Gravity does not bend light unless the light is passing through a medium.
The gravitational field exerts the free fall to give the atmosphere a tendency to fall.
This leads to an uneven density.
Light slows down in a medium as it gets absorbed and re-emitted in different densities, affecting the time taken through the medium.

In a prism this behavior of light in a medium becomes very visible as the light slows down at different rates based on the width of the beam slowing its path through different densities or durations.
The surface of water results in its own light bending behaviors with the abrupt change in density between the path in air or in water.

On Earth (or any other celestial body) gravity pulls air toward the surface. The air temperature reflects the kinetic energy of the molecules maintaining a pressure directly proportional to temperature. The nature of the atmosphere changes with the greatest pressure at the lowest elevation or the lowest pressure at the highest elevation.
During an evening sunset the beam of light slows at different rates through the layers of different densities so light bends with the slowest path at the surface.

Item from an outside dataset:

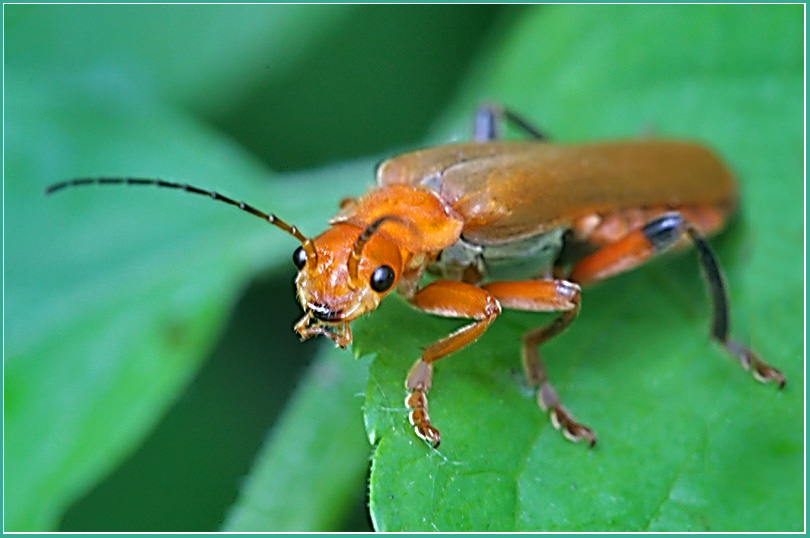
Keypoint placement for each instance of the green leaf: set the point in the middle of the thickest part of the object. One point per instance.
(301, 481)
(687, 440)
(111, 307)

I have read that Newton's gravitational field accounted for only half of the observed angular deviation at the Sun's surface in 1919.

The Sun's atmosphere is plasma or charged matter. The Sun's electric field would have affected the plasma so it behaved differently with both a gravitational field and an electric field than if those EM fields were not present.

Gravity does not bend light, matter does.
With no gravity or any electromagnetic force affecting the free flow of gases the path of light will remain straight.

I have posted about how a gravitational field cannot affect electric and magnetic fields, or electromagnetic radiation, like light.
That remains true. But I do need to correct the wrong impression. Gravity has an indirect role.

However we do not live in a vacuum and gravity affects whatever matter is about.

I expect on the moon as long there is no atmosphere, and I do not expect it to develop an electric field so I expect light will never bend on the moon.

Gravity does not bend light; matter does.

This comment about 2 days later:
Matter has mass. Mass has gravity. Therefore, gravity bends light. Hence, Gravitational Lensing, which is light bent by gravity, not matter, as no direct contact with matter is made by the light being bent.

Another's comment a few hours later:

I thought gravity bends space and light follows that bend

My response after those comments above:

The point is light goes straight through a vacuum or matter of uniform density and thickness.
A transition at the surface of matter will bend light like a glass prism or the surface of water.
Different densities of the earth's atmosphere will bend light.
Different densities of the sun's atmosphere will bend light.

I know of no test of gravity affecting light in a vacuum.
The Moon could be used but its gravity is weak so the deviation is probably too small to detect. That would be the true test.
Using a gas giant is impossible given its immense atmosphere, so there is no defined surface with nothing above it. A galaxy also has no surface edge.